Animal feed savings with a multi-component enzyme
A combination of the enzymes xylanase and beta-glucanase gives nutritionists more freedom to use high levels of grains in pig and poultry diets. Such a product was tested for its ability to cope with pelleting and its effect on feed conversion.
By Inne Gantois, market development manager Carbohydrases EMEA, DSM
Total levels of non-starch polysaccharides (NSPs) in complete diets of poultry and swine can range from 10 to 16% and their complexity in different raw materials make for an interesting, but complicated, field of research. In cereals, the outer layer and the endosperm cell wall are mainly made up of arabinoxylans (AX) and beta-glucans (Figure 1). The exact composition of each varies from cereal to cereal. Wheat contains approximately 11-12% of NSPs, which are predominately AX (71%). This structure requires primarily a xylanase enzyme to degrade the NSP fraction. Barley contains more than 16% NSPs, and high levels of soluble beta-glucans, which causes high intestinal viscosity. Therefore, nutritionists are often reluctant to use high levels of barley (mainly in poultry), given the risk of reduced performance and wet litter. To avoid this risk, and give nutritionists the flexibility to formulate with higher levels of barley (>20%), the use of a combination of xylanase and beta-glucanase is recommended. This is the same for oats, triticale and rye, which all contain substantial levels of both soluble and insoluble beta-glucans. In triticale, insoluble beta-glucans are present at higher concentrations than soluble ones, with the significant adverse effect of entrapping nutrients. Given the distinct differences in NSP content of these raw materials, more than one type of carbohydrase activity will be required to improve the release of nutrients and reduce viscosity.
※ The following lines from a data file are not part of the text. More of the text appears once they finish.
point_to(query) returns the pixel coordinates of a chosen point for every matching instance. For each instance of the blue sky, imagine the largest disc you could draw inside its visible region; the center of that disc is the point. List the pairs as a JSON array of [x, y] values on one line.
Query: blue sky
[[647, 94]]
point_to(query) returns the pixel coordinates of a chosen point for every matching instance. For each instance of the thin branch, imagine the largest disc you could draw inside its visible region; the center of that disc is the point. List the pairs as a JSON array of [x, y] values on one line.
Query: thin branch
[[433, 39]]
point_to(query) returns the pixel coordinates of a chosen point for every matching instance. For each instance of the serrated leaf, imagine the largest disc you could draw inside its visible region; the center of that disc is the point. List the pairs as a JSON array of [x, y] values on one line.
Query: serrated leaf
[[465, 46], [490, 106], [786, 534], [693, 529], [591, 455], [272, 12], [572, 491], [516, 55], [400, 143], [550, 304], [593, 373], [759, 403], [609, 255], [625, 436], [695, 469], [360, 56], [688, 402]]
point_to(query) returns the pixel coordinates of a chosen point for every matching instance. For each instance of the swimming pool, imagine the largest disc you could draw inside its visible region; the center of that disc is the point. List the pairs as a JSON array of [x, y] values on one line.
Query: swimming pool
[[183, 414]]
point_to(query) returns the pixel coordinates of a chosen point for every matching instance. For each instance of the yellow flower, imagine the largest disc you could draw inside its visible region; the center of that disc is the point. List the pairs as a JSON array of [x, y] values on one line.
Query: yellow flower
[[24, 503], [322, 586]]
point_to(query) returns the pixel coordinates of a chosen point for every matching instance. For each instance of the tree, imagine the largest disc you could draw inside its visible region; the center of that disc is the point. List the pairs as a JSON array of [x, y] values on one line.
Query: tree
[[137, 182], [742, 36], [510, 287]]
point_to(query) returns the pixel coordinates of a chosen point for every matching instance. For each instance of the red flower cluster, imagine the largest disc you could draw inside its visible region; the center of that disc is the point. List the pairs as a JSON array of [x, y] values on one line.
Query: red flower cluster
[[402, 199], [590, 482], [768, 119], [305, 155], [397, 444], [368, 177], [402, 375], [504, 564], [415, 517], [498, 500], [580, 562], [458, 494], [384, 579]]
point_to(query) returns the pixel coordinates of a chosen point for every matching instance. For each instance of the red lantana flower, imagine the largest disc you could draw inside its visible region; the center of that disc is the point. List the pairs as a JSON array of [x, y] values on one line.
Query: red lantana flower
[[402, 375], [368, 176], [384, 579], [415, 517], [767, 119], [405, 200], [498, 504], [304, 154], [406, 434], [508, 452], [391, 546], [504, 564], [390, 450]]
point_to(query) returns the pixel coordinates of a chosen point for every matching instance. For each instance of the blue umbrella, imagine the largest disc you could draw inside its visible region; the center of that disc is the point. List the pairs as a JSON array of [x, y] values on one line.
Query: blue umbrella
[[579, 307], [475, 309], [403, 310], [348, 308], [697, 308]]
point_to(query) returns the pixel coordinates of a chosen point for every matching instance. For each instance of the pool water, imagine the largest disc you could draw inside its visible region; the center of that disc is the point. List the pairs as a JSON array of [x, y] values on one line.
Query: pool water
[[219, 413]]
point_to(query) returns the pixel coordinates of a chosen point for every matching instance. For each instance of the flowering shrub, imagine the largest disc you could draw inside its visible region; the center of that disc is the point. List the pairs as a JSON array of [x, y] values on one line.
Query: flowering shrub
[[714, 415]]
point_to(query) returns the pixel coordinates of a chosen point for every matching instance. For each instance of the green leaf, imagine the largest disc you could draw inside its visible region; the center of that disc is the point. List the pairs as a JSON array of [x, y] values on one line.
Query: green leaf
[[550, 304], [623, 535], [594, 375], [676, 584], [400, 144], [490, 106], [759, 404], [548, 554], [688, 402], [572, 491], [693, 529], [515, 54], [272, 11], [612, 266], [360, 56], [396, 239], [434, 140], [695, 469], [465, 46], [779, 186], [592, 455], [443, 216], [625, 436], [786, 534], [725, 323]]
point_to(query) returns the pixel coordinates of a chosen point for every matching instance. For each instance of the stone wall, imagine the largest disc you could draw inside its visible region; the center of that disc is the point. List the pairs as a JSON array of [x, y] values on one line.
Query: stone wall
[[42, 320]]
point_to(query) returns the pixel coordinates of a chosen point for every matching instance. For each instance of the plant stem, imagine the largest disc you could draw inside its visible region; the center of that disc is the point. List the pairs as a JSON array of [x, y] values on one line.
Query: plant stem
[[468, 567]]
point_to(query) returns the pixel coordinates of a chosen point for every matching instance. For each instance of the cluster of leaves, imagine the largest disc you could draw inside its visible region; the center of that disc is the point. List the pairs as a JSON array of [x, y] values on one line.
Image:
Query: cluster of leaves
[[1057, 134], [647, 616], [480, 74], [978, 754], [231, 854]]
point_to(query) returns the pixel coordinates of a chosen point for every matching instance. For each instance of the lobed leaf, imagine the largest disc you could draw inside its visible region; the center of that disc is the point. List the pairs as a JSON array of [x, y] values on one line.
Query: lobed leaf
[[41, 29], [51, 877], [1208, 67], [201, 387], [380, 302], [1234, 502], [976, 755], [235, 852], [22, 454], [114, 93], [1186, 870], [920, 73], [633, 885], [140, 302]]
Viscosity: a continuing problem
Although it is generally accepted that high viscosity can harm the performance of fast growing birds like broilers and turkeys, today's wheat varieties have a lower viscosity than they did 15 years ago. Nevertheless, viscosity of barley, rye and triticale is still prevalent, with high values reported in wheat batches across a number of regions. Contributory factors to the negative effect of soluble NSPs on performance have been extensively investigated. For example, it has been found that soluble NSPs lead to increased intestinal viscosity, which results in reduced speed and motility throughout the digestive tract. This negatively influences the efficiency of mixing and restricting access of endogenous enzymes. NSPs have also been shown to increase the thickness of the mucous layer of the mucosa. These mechanisms can potentially lead to reduced digestive efficiency and nutrient absorption. The effect of high viscosity on gut flora imbalance is yet another issue, with increasing reports of necrotic enteritis associated with wheat and barley based diets.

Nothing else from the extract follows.